How to host anti-drowning sessions at your pool

By Daniel Lawler May 13, 2014 ,


How to host anti-drowning sessions at your pool

How to host anti-drowning sessions at your pool

Water safety applies to those who enter the water and their guardians. Traditional swimming lessons are comprised of swimmers-to-be and instructors. Anti-drowning courses also include parents and guardians who are advised on best practices to keep their children safe around the pool. This can ease pressure from pool management by educating more audiences about water safety.

Know the demand
Recreation Management magazine pointed out that there are a number of groups that hold anti-drowning courses. However, these groups don’t always have access to pools. Therefore, if you’re looking to increase your community outreach efforts, anti-drowning courses are one way to do so.

You can choose to do this prior to peak season or during it. Hosting these events will exhibit your commitment to the community as a whole. As the children learn to swim and their guardians learn to monitor for safety, you’ll likely find them visiting your facility more often, allowing you to develop relationships with local families.

If you’re interested in hosting anti-drowning sessions and are willing to offer your site for free use by certified instructors, here are three steps to get started.
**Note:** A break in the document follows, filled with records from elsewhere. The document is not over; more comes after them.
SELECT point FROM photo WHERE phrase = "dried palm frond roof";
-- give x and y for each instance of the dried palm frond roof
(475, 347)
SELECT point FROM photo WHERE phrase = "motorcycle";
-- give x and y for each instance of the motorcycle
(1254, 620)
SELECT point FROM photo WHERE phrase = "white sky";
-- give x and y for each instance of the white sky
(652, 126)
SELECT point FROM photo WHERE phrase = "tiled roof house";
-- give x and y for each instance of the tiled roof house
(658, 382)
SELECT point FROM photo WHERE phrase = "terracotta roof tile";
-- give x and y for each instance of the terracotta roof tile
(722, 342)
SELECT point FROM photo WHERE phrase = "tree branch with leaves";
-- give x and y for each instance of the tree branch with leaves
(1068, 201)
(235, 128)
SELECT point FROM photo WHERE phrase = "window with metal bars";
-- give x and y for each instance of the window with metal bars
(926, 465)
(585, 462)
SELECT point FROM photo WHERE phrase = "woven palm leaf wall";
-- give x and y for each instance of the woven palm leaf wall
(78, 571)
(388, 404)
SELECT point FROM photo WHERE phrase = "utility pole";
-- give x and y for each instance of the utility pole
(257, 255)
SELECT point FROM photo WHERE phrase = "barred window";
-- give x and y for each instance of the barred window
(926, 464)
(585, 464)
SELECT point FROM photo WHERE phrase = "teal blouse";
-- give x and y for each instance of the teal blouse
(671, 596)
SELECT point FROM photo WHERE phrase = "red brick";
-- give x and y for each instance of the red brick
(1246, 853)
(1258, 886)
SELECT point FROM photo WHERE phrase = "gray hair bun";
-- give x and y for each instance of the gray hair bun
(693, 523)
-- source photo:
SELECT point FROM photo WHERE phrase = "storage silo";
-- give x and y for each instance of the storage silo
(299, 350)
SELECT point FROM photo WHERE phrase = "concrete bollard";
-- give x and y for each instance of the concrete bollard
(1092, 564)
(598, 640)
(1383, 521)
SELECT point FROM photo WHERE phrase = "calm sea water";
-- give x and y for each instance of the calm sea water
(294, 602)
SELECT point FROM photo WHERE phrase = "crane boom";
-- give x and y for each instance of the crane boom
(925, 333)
1. Research local groups: Many organizations hold anti-drowning campaigns. Some, such as the YMCA, have on-site pools. Others, such as the American Red Cross, may not. Find groups that need access to aquatic facilities and approach them. You’ll have to compare schedules because you’ll likely have programs already in place. It may take time to work out the details, but your efforts will pay off.

2. Figure out numbers: It may be possible to hold anti-drowning sessions during other programs if your pool is big enough. Figure out how many instructors will be leading the courses and how many swimmers and guardians they plan to work with. Combining these sessions with your existing programs will ensure that your usual programs aren’t affected.

3. Market to the community: When the details are set, let the local community know about your new courses by posting it on your website, social media pages and in the newspaper. The collaborating group will likely have their own approach. Adding your efforts to the campaign will heighten the visibility of the program.